The taxpayer paid out €1,000 so members of the Cabinet and other dignitaries could have their very own picture with US President Barack Obama, the Irish Independent has learnt.
However, Taoiseach Enda Kenny's department has refused to release copies of the pictures because they were "for personal use only".
Pictures with the popular US leader, both during St Patrick's Day functions at the White House and during his brief visit last May, cost €9,500 over two years.
This accounts for almost 20pc of the department's total €51,500 spend on photography in 2010 and 2011.
And it includes the €1,000 spent on what the department called "mementos" of Mr Obama's visit, when he posed for pictures with every cabinet minister; dignitaries such as former president Mary Robinson; Sinn Fein leader Gerry Adams; and representatives of the public sector.
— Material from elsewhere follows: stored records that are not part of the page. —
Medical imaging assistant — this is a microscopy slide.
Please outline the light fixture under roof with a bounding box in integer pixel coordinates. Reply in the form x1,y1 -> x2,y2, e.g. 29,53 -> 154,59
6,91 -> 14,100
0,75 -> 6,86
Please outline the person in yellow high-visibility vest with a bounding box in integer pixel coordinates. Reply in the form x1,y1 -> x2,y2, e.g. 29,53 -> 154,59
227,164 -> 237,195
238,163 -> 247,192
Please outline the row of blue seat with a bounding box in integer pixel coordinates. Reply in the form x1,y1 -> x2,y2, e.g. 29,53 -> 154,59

The pictures were taken by the official White House photographer and sent "as a courtesy" to the department before being printed by Dublin agency Maxwell Photography.
The Department of the Taoiseach confirmed that ministers did not have to pay for the prints, saying: "The pictures were provided as a memento of the occasion, so a contribution was not sought from the subjects."
A spokesman said they were "official photographs" and therefore it was "appropriate" that the cost be met by the Taoiseach's department.
However, while photographs of the Obamas with stars such as Jedward and boxer Katie Taylor were released to the public, the shots of Mr Obama with various cabinet ministers have been deemed "for personal use only".
A spokeswoman for Mr Kenny accounted for the spending increase saying that it reflected "exceptional events" during 2011, including the visits of Mr Obama and Queen Elizabeth, which she said came to a combined €10,600.
She said: "When this is taken into account, it is clear that the year-on-year cost is significantly reduced were it not for these exceptional events."